In the past few days, as they made their way down out of the black and silver wilderness where the bandits camped, the weather had smiled on them. The vast, shining solitude had stretched a pristine carpet below the glacier-bitten volcanic peaks, beneath the flawless purity of the sky, day after day. And with every passing day, although they journeyed northward, the temperature edged up and up toward freezing, and passed it at the suns’ zenith. Their gratitude had turned to curses of frustration as more and more patches of naked stone and tundra blocked the snow skimmer way.
He crawled out from under the pile of skins and blankets, trudged to the front of the sledge and leaned down to lift the runners and the fragile underside clear. Moon threw her weight against the rear of it, and together they dragged it up the endless slope. He watched the sun-cast giants that mimicked their stumbling progress, trying to ignore the bands of red-hot metal tightening in his chest — and the awareness that his weakness forced a girl to do all the heavy work; the awareness that she did it quite adequately alone, and without complaint.

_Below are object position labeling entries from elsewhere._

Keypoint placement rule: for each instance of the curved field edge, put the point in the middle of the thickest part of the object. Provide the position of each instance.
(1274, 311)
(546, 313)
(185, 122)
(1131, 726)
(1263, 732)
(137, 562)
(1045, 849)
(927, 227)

They reached the crest of the hill, the snowy downslope, at last. He let out the breath he had been holding, and the spasm of deep coughing he had held in with it. He felt Moon come up beside him, pulling him back to his seat on the sledge.
“How much longer, BZ?” She frowned, pulling furs up under his chin again like a fretful nanny. She had no herbal medicines now, and he knew that she knew the cough was worse again.
He smiled briefly, shook his head. “Soon. Maybe another day, we’ll be there.” The star port Salvation. Heaven. He didn’t admit that he couldn’t remember now whether it had been five or six days that they had been journeying. He never let himself believe that it had been too long, or that his calculations might be wrong.